In the absence of the gold standard, there is no way to protect savings from confiscation through inflation. There is no safe store of value. If there were, the government would have to make its holding illegal, as was done in the case of gold…The financial policy of the welfare state requires that there be no way for the owners of wealth to protect themselves.

This is the shabby secret of the welfare statists’ tirades against gold. Deficit spending is simply a scheme for the confiscation of wealth. Gold stands in the way of this insidious process. It stands as a protector of property rights.”

Ironically, the man who best understood the merits of a gold backed currency became the driving force behind the unlimited credit expansion that lead to the largest financial crisis in U.S. history.

Greenspan’s compromise of principles is beyond reproach for a man who understood the consequences of  ultra easy monetary policies, yet allowed himself to be corrupted by lobbyists, bankers and politicians.  Does anyone expect a better performance from current Fed Chairman Ben Bernanke, a man who blatantly prints money in an overt attempt to further debase the U.S. dollar?

Incredibly, Alan Greenspan disingenuously initiated another discussion on the need for a gold standard earlier this year.  In an interview with Fox News in January 2011,  Mr. Greenspan had the temerity to say:

“We have at this particular stage a fiat money which is essentially money printed by a government and it’s usually a central bank which is authorized to do so. Some mechanism has got to be in place that restricts the amount of money which is produced, either a gold standard or a currency board or something to that nature, because unless you do that, all of history suggest that inflation will take hold with very deleterious effects on economic activity.”

http://youtu.be/yRJs5yL62BA

Three conclusions can be reached regarding a U.S. gold standard:

1.  Mr. Greenspan should cease talk about a U.S. gold standard and the dangers of unlimited credit expansion – his previous record  speaks for itself.

2.  The ability of the U.S. to adopt a gold backed currency has been overwhelmed by the debt and leverage which now threaten to bring on a deflationary collapse.  Ben Bernanke knows this which is why he has been printing money on an unprecedented scale.
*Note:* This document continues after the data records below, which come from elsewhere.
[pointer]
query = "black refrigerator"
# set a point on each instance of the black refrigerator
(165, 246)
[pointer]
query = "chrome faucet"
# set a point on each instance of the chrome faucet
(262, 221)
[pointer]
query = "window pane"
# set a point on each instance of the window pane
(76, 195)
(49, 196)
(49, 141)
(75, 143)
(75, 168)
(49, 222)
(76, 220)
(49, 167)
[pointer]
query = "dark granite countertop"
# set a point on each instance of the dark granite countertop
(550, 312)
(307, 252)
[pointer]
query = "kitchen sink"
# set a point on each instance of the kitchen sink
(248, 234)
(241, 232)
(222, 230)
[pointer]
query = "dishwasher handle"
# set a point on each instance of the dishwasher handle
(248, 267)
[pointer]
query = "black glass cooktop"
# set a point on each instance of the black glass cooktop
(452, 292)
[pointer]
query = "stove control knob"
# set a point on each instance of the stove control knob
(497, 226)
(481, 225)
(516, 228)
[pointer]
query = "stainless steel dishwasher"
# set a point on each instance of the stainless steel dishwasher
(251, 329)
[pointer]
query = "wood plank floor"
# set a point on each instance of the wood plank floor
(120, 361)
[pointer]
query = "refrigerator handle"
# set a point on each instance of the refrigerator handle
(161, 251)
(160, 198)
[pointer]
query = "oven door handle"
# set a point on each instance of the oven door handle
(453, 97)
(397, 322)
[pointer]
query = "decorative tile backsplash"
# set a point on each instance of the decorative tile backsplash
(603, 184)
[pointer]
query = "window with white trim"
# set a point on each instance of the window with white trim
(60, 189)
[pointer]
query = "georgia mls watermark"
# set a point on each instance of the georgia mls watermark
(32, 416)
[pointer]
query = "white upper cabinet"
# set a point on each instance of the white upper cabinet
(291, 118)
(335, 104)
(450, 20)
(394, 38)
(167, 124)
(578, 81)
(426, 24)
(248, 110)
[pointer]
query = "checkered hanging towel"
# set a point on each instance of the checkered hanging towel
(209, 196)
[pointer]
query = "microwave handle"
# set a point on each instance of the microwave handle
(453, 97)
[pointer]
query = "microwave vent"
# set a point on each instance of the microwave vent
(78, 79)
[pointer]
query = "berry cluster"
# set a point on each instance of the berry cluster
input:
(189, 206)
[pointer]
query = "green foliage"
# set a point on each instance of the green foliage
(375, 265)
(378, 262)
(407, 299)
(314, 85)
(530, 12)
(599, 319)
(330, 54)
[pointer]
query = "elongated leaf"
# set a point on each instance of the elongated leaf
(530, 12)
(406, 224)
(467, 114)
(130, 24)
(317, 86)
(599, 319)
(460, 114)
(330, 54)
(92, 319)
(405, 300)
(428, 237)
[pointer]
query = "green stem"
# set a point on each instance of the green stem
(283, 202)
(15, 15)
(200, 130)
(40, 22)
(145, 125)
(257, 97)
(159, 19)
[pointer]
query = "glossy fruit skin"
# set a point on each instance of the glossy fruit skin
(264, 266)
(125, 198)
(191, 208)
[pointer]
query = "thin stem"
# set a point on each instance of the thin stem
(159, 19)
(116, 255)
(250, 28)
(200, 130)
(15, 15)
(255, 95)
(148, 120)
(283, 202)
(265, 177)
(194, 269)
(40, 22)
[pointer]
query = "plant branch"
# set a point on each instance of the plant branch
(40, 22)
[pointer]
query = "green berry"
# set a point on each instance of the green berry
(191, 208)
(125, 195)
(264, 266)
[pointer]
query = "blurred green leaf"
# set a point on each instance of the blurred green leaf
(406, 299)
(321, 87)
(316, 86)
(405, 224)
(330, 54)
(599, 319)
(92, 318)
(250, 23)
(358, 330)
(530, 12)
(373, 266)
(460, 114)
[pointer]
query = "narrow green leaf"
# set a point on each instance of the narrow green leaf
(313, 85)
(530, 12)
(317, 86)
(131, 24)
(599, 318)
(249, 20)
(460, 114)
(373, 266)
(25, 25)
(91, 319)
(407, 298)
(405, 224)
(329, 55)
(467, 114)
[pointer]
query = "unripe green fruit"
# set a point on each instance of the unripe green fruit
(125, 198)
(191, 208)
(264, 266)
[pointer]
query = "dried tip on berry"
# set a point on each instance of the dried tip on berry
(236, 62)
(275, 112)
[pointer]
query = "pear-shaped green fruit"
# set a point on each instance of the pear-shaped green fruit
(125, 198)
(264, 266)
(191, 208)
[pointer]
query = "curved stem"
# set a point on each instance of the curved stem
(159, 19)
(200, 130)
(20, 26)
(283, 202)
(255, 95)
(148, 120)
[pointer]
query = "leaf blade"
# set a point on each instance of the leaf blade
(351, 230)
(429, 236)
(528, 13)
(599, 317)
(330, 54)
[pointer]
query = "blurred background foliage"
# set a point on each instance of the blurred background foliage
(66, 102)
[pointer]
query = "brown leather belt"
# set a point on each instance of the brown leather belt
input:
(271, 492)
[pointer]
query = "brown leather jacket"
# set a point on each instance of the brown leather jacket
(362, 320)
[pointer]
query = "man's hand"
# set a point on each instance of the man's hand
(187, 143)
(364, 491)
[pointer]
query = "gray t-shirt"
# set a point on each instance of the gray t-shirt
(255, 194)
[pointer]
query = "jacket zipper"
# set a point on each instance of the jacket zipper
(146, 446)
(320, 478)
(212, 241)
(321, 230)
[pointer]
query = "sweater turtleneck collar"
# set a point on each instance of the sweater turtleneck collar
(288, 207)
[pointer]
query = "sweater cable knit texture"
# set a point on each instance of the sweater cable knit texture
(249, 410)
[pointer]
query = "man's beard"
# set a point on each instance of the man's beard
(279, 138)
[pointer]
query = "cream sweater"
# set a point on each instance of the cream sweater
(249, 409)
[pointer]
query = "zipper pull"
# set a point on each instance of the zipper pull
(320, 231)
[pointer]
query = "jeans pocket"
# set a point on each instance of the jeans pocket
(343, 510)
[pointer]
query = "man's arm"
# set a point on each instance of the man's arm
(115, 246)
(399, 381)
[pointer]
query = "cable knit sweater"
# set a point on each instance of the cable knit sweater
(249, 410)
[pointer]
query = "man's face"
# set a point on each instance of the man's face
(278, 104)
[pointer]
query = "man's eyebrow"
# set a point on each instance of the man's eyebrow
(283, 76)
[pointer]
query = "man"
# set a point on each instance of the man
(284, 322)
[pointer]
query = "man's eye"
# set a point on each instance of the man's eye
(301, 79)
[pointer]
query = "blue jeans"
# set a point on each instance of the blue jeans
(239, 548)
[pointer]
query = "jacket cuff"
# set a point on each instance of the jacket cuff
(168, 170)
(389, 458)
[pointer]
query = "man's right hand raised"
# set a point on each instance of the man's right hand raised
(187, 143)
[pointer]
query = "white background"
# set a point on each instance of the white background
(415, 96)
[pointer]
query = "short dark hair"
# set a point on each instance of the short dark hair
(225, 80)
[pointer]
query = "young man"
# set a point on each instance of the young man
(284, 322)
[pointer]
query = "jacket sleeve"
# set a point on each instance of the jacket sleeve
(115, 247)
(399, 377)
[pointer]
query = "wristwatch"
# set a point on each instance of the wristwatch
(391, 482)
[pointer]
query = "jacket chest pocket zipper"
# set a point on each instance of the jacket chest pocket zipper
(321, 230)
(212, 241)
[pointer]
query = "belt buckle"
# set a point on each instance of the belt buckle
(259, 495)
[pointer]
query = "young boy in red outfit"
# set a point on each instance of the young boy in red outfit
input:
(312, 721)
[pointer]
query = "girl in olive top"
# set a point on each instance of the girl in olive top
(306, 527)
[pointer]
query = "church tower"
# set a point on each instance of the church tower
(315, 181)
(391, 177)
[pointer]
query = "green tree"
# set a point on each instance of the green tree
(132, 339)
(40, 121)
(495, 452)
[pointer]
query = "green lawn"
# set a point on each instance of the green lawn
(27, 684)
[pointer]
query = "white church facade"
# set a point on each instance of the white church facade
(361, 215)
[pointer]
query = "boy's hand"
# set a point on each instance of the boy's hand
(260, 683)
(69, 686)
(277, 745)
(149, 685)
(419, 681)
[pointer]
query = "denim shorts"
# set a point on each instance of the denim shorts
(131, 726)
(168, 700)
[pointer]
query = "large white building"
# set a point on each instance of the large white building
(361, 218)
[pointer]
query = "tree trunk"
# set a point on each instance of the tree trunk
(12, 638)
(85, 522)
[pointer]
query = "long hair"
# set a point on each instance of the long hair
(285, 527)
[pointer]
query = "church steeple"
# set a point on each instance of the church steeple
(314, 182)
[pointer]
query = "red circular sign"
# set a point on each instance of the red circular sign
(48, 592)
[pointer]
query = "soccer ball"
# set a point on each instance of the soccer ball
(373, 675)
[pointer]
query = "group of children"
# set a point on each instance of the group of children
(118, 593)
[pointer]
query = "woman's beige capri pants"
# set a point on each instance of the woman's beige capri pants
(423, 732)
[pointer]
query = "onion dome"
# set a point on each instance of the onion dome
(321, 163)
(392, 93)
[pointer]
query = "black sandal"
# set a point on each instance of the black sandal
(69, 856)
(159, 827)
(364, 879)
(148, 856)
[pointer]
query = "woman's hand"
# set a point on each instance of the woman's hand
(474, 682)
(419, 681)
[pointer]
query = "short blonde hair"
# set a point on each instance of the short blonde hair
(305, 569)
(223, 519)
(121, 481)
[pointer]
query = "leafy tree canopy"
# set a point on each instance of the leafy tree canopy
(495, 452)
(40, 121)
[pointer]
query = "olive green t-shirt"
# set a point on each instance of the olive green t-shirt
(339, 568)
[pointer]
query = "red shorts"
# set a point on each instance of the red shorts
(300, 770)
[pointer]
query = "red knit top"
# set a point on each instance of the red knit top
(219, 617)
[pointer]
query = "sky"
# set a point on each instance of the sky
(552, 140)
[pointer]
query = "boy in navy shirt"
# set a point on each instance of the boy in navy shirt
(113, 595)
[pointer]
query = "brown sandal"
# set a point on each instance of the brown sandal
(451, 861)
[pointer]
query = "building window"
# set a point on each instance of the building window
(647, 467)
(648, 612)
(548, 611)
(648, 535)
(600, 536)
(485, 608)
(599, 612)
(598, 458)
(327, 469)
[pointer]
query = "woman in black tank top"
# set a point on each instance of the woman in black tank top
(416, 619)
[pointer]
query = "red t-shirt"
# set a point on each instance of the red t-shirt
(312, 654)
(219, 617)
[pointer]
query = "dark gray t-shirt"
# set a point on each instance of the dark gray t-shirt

Ironically, the creation of new credit may be the only factor preventing us from sliding into a deflationary depression  triggered by massive debt defaults.  Ben Bernanke’s prescription of inciting inflation and curing excessive debt with more debt may be the only poor policy option remaining to forestall an unimaginable economic nightmare.  With the global economy tottering on the edge of another financial crisis,  the adoption of a gold standard by the U.S. remains a very remote possibility.

3.  Since the government is not interesting in preserving the value of our currency, individual initiative becomes necessary.  Ten years of rising gold prices tells us the smart money is not waiting for a gold backed currency but instead is turning directly to gold.